Tra lo scetticismo fastidioso delle mie ragazze e le battute ironiche dell’impiegato del Municipio che mi ha consegnato insieme chiavi e modulo di disdetta, inizio questa nuova avventura. Gasatissima vado a dare la prima occhiata al mio orto. Una giungla. Sterpame alto come palme, erbacce sparse. Cartacce e una scarpa vecchia nascosta tra il fogliame per niente bio. Ma che importa, lo ripulirò. Le imprese facili non danno mai grandi soddisfazioni.

Spendo un patrimonio in attrezzi e tra gli sguardi incuriositi dei miei vicini, tutti ultrasettantenni, inizio le operazioni di pulitura. Quando torno a casa, ecco apparire i primi calli alle mani. Feroci dolori alla schiena ed emicrania da suicidio dovuta forse al calore. Passerà. Caricata a mille come un’invasata Inizio la spasmodica ricerca di tutorial e consigli pratici di come arare un terreno a come piantare una carota. Stagionalità delle verdure, semina e trapianti, fasi lunari e temperature. Ma che davvero? La fisica a scuola era più semplice.

I giorni passano. E anche le serate a fare il check di precipitazioni, orari di alba e tramonto, controllo degli insetti e delle erbacce. Ed eccolo là, il primo ceppo di insalata. Lo raccolgo con cura, lo guardo come si guarda un figlio. È nato. Dopo tanto sudore e fatica e soldi, tanti, finalmente mangerò qualcosa di veramente bio. E mio. Tutti a tavola. Una foglia a testa perchè la pianta è piccola. Le mie ragazze mi guardano preoccupate. Non capiscono, è inutile. Ma chissenefrega! Io sono soddisfatta lo stesso. Sto salvando il Pianeta.

Mia figlia mi chiede qualche spiccio, Deve uscire. Apro il portafoglio ed è vuoto. Ho speso tutto in macchinari, concimi, quelli bio essiccati al sole incontaminato di Khao Lak, saponi bio, riso bio, scarpe ecosostenibili, cosmetici naturali, buste biodegradabili, piatti e bicchieri plastica free.

Sapete perchè non si parla più del buco dell’ozono? Perchè si è richiuso. Da solo. La terra ha i suoi cicli, si surriscalda, si raffredda, si autocura. Se potesse farebbe beatamente a meno di noi ritrovando sempre i suoi equilibri. Noi no.
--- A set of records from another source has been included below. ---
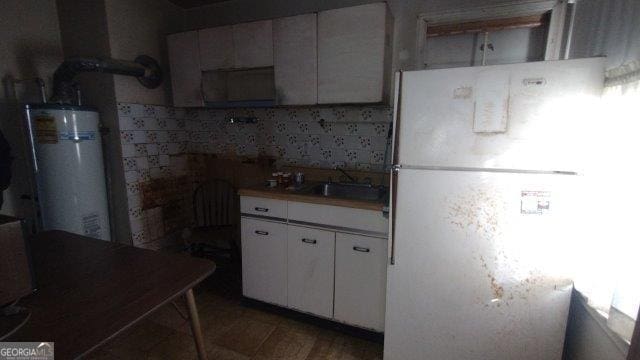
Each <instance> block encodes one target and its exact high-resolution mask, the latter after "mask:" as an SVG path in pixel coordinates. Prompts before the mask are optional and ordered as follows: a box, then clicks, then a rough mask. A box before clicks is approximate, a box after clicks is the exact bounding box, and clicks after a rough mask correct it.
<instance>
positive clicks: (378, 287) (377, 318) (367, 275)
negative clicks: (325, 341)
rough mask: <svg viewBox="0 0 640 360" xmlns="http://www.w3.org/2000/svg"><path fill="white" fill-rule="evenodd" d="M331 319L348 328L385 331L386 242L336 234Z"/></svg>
mask: <svg viewBox="0 0 640 360" xmlns="http://www.w3.org/2000/svg"><path fill="white" fill-rule="evenodd" d="M335 257H336V259H335V262H336V264H335V273H336V277H335V279H336V280H335V300H334V301H335V305H334V312H333V317H334V318H335V319H336V320H338V321H340V322H344V323H347V324H351V325H356V326H360V327H363V328H367V329H373V330H376V331H384V311H385V288H386V279H387V266H386V265H387V263H386V261H387V241H386V239H380V238H375V237H369V236H360V235H352V234H343V233H336V256H335Z"/></svg>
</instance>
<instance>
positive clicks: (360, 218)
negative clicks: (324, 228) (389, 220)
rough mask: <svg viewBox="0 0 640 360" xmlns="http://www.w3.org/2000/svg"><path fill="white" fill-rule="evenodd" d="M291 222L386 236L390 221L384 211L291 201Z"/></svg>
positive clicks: (288, 206) (288, 210)
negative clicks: (383, 234)
mask: <svg viewBox="0 0 640 360" xmlns="http://www.w3.org/2000/svg"><path fill="white" fill-rule="evenodd" d="M288 213H289V220H294V221H302V222H306V223H313V224H321V225H329V226H335V227H342V228H350V229H356V230H364V231H372V232H376V233H379V234H386V233H387V232H388V231H389V230H388V228H389V221H388V220H387V218H385V217H384V216H383V214H382V211H374V210H364V209H354V208H347V207H342V206H333V205H321V204H308V203H300V202H293V201H289V203H288Z"/></svg>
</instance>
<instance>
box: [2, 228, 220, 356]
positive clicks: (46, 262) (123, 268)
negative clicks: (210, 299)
mask: <svg viewBox="0 0 640 360" xmlns="http://www.w3.org/2000/svg"><path fill="white" fill-rule="evenodd" d="M30 246H31V254H32V258H33V266H34V272H35V278H36V286H37V288H38V290H37V291H36V292H34V293H33V294H32V295H29V296H27V297H25V298H23V299H22V300H21V301H20V305H21V306H24V307H27V308H28V309H29V310H31V318H30V319H29V321H28V322H27V324H26V325H25V326H24V327H23V328H22V329H20V330H19V331H18V332H17V333H16V334H14V335H12V336H11V337H10V339H9V340H8V341H53V342H55V355H56V357H59V358H60V359H67V358H77V357H80V356H82V355H85V354H87V353H88V352H90V351H92V350H93V349H95V348H97V347H98V346H100V345H102V344H103V343H105V342H107V341H108V340H109V339H111V338H113V337H114V336H116V335H117V334H119V333H120V332H122V331H124V330H125V329H127V328H129V327H130V326H131V325H133V324H135V323H136V322H138V321H139V320H141V319H143V318H144V317H145V316H146V315H149V314H150V313H151V312H153V311H154V310H156V309H158V308H159V307H161V306H162V305H165V304H167V303H168V302H170V301H172V300H173V299H175V298H176V297H178V296H180V295H181V294H183V293H184V292H185V291H187V290H189V289H190V288H192V287H193V286H195V285H196V284H198V283H199V282H200V281H202V280H203V279H204V278H206V277H207V276H209V275H210V274H211V273H213V272H214V271H215V264H214V263H213V262H211V261H208V260H204V259H197V258H193V257H190V256H187V255H182V254H170V253H163V252H157V251H152V250H145V249H139V248H134V247H131V246H127V245H123V244H118V243H114V242H107V241H102V240H95V239H91V238H87V237H84V236H80V235H74V234H71V233H67V232H64V231H48V232H42V233H39V234H37V235H36V236H34V237H33V238H32V240H31V241H30Z"/></svg>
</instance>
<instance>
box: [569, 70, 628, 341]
mask: <svg viewBox="0 0 640 360" xmlns="http://www.w3.org/2000/svg"><path fill="white" fill-rule="evenodd" d="M605 86H606V87H605V92H604V95H603V99H602V100H603V101H602V107H601V114H600V116H599V120H598V122H597V124H596V128H595V131H594V133H593V134H592V135H591V142H590V144H591V146H590V151H589V152H588V156H590V158H591V159H590V160H591V161H590V166H589V169H588V171H586V173H585V179H586V180H587V186H586V187H585V189H584V190H583V193H584V196H585V200H587V201H585V207H586V209H585V210H586V211H585V215H584V216H585V222H584V224H585V229H584V230H586V231H585V232H584V233H583V235H582V236H584V242H583V244H584V247H581V249H580V251H579V252H578V254H579V256H580V260H581V261H580V266H579V268H578V269H579V270H578V273H577V274H576V276H575V284H576V289H577V290H578V291H580V292H581V293H582V294H583V295H584V296H585V297H586V298H587V299H588V302H589V304H590V305H591V306H593V307H595V308H596V309H598V310H599V311H600V312H601V313H603V314H604V315H605V316H607V317H608V319H609V320H608V324H609V326H610V327H611V328H612V329H613V330H614V331H616V332H618V333H619V334H620V335H621V336H622V337H623V338H625V339H626V340H627V341H628V340H629V338H630V335H631V334H630V333H631V331H632V330H633V319H635V317H636V315H637V312H638V304H639V303H640V279H638V275H640V262H639V261H638V260H637V259H638V255H639V254H640V61H635V62H631V63H628V64H626V65H624V66H621V67H617V68H615V69H612V70H609V71H607V78H606V82H605ZM625 319H627V320H625Z"/></svg>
Mi siedo in terrazza tra i gerani. Mi piacciono le estati che si susseguono con la caparbietà cieca degli ottusi, l’erba che si tesse di minuscole particelle di rugiada, le mattine che hanno il colore luminoso del ferro rovente, le domeniche pomeriggio nell’ombra delle stanze silenziose, i cieli cupi e scuri che annunciano pioggia e i lampi che si disegnano all’orizzonte che raccontano di tempeste lontane e vite dissolte nella furia del vento. Non c’è equilibrio. Solo casualità e osservazione.

Oltre noi, oltre le nostre volontà. Su, in cielo, cento milioni di stelle.